TAMPA — The rumors have been flying among teachers since the Hillsborough County schools won a $100 million grant from the Bill & Melinda Gates Foundation.
Will the reforms make life in the classroom better or worse? Will they be the last straw for already burdened teachers, or the best thing that ever happened to an American school system?
Nearly two months after winning the money and national acclaim, Hillsborough officials have launched a major communications effort to rally teachers for big changes. The district has pushed out e-mails, Webcasts, and podcasts. And on Wednesday teachers will gather at Chamberlain High School for the first in a series of forums to learn more.
"This is not something we're doing to teachers," said superintendent MaryEllen Elia, speaking in a podcast on the district's Web site. "It's something we're doing with teachers, as full partners."
That partnership begins this spring when the district will form a corps of 200 peer evaluators, and put the finishing touches on a new evaluation system for teachers and principals.
By this time next year, officials say, principals and peers will have rated each of the district's 12,500 teachers on a new, five-point scale, from "below expectations" to "master teacher." By 2013, that process will serve as the basis for performance pay as well as termination.
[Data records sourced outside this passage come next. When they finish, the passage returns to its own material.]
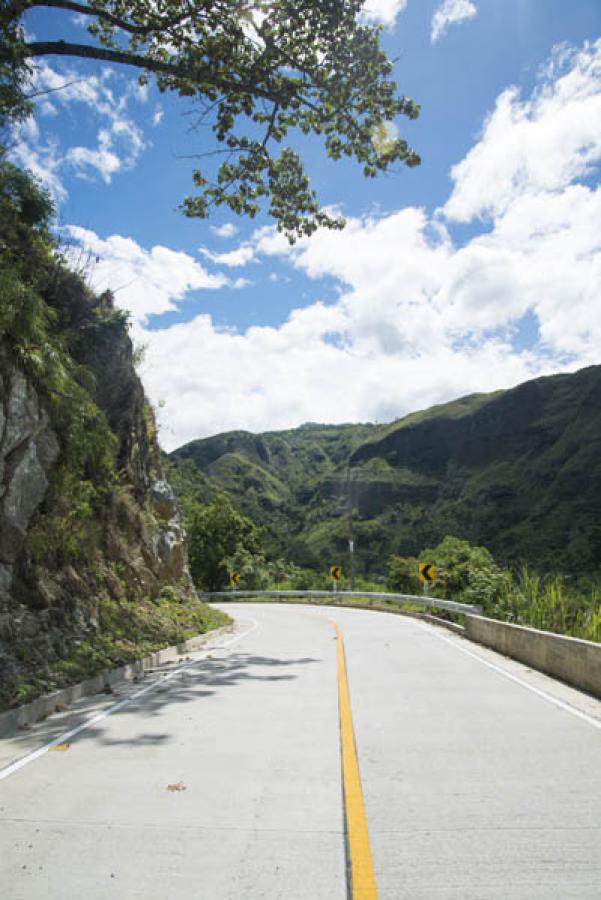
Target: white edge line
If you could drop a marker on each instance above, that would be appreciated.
(596, 723)
(61, 739)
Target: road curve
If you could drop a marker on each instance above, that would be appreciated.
(480, 779)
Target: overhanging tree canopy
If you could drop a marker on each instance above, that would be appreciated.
(260, 70)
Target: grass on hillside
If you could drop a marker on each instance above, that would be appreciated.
(127, 631)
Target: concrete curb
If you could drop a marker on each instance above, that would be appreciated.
(575, 661)
(58, 701)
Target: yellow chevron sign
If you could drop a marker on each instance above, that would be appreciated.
(427, 572)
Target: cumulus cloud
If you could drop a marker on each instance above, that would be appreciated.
(241, 256)
(451, 12)
(119, 140)
(420, 318)
(224, 231)
(535, 145)
(382, 12)
(146, 282)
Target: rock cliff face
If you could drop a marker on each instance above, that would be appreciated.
(50, 600)
(93, 567)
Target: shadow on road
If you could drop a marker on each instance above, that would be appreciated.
(202, 679)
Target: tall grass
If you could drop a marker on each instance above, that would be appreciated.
(549, 604)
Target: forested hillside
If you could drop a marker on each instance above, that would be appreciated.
(518, 471)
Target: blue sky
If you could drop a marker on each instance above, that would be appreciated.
(475, 271)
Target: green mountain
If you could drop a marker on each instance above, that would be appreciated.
(518, 471)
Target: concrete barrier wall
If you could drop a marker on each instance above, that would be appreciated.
(58, 701)
(574, 661)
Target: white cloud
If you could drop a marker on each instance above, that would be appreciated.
(119, 139)
(382, 12)
(533, 146)
(241, 256)
(224, 231)
(420, 319)
(451, 12)
(146, 282)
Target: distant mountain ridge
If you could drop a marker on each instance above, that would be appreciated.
(517, 470)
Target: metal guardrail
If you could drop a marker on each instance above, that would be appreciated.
(424, 600)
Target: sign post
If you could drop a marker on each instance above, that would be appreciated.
(336, 575)
(426, 574)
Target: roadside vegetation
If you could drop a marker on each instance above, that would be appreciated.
(223, 541)
(126, 632)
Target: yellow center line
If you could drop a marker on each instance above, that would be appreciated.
(361, 870)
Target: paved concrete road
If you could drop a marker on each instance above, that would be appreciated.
(225, 782)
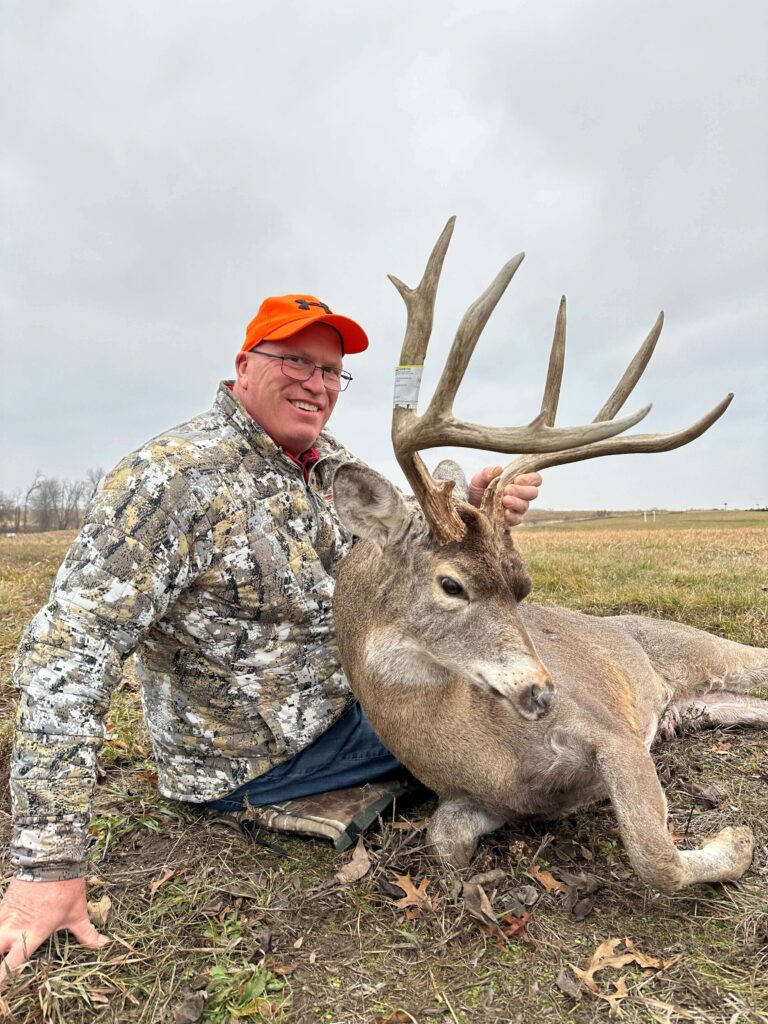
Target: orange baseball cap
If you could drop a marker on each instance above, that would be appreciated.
(282, 316)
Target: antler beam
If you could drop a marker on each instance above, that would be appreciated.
(438, 427)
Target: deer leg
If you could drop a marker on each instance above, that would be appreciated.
(641, 809)
(718, 708)
(457, 826)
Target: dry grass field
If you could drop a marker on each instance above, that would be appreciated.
(208, 925)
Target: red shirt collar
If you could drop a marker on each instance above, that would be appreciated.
(305, 461)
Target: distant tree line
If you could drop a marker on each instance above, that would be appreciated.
(48, 503)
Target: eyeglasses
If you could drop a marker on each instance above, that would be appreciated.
(299, 369)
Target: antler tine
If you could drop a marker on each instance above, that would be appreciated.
(615, 445)
(420, 301)
(433, 496)
(632, 374)
(466, 340)
(554, 372)
(437, 427)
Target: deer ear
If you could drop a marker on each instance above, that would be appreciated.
(368, 504)
(450, 470)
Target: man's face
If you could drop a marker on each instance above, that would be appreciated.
(293, 413)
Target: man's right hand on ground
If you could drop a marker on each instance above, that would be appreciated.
(32, 911)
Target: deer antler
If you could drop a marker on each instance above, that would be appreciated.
(438, 427)
(492, 502)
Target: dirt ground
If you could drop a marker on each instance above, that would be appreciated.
(207, 924)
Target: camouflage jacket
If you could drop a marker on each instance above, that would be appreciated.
(207, 554)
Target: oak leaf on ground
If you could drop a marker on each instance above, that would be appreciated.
(416, 897)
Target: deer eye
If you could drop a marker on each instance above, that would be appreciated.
(451, 587)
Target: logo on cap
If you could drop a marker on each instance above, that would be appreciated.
(305, 304)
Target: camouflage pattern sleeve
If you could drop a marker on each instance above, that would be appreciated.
(144, 540)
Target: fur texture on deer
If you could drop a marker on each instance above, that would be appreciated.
(507, 709)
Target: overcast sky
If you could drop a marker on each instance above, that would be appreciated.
(165, 166)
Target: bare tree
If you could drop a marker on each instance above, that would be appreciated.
(92, 479)
(45, 501)
(31, 491)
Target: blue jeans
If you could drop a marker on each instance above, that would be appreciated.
(348, 754)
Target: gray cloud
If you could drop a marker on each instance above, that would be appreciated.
(167, 166)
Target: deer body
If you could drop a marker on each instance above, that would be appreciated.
(507, 709)
(613, 678)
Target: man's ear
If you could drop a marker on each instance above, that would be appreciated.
(368, 504)
(241, 360)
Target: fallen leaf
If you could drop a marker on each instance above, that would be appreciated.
(712, 795)
(494, 878)
(547, 880)
(613, 998)
(189, 1009)
(356, 867)
(527, 895)
(98, 910)
(513, 927)
(477, 903)
(99, 995)
(606, 955)
(415, 897)
(583, 882)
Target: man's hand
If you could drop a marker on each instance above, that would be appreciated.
(517, 496)
(32, 911)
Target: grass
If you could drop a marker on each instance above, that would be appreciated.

And except for veteran teachers who opt out of the new salary scale, seniority will cease to matter.
Some teachers are still getting their heads around it all, said James Gibbs, a teacher at Burns Middle School and a member of a district focus group on the Gates initiative.
"I know they're hitting us with tons of information," he said. "But right after the announcement the holidays came through, and now teachers are facing exams. Our focus has been on the academics."
Teacher reactions are running the gamut, said Jean Clements, president of the Hillsborough Classroom Teachers Association union, which must ratify changes connected to their contract.
"I think there's actually a lot more emotional reaction now, both the good and the bad, because people know more about it than they did," she said.
Many teachers told the district in a survey that they would rather get an e-mail or view a Webcast than travel to a meeting after school, said communications director Stephen Hegarty.
But the district still plans to offer face-to-face meetings for those who want to stand up and pose a question.
"Will we only get the people who want to complain, or will we only get the people who think this is great?" Hegarty said. "I think most people just want more information, and some of them might be disappointed because we don't have all the answers yet."
Teachers already have posed questions on issues like pay, curriculum and evaluation, and the district has answered them on its Web site.
"Why should 'young, exceptional teachers' be able to earn as much as I do in my 20th year?" asked one teacher.
"We believe that a great teacher should be able to reach the top of the scale more quickly," the district said, adding that performance should trump experience or degrees. "This belief necessitates a compensation plan under which a great fourth-year teacher would make more money than an average 20th-year teacher on our current scale."
At a workshop session last week, Elia and members of the school board began to prepare themselves for tough questions.
Some teachers will struggle under the more intense evaluations, Elia said. But she noted in a podcast that teachers will get new chances to become leaders without leaving the classroom, and earn more if they excel.
Elia also addressed taxpayer fears about the program's long-term cost.
It's true, she said, that the district must find more money — $102 million in addition to the Gates grant over the next seven years, and at least $30 million a year thereafter — to pay for the reforms. But many of those costs can be met by redirecting money from similar programs.
"The grant cannot be used to plug holes in the budget," Elia said. "It must be sustainable and stand on its own."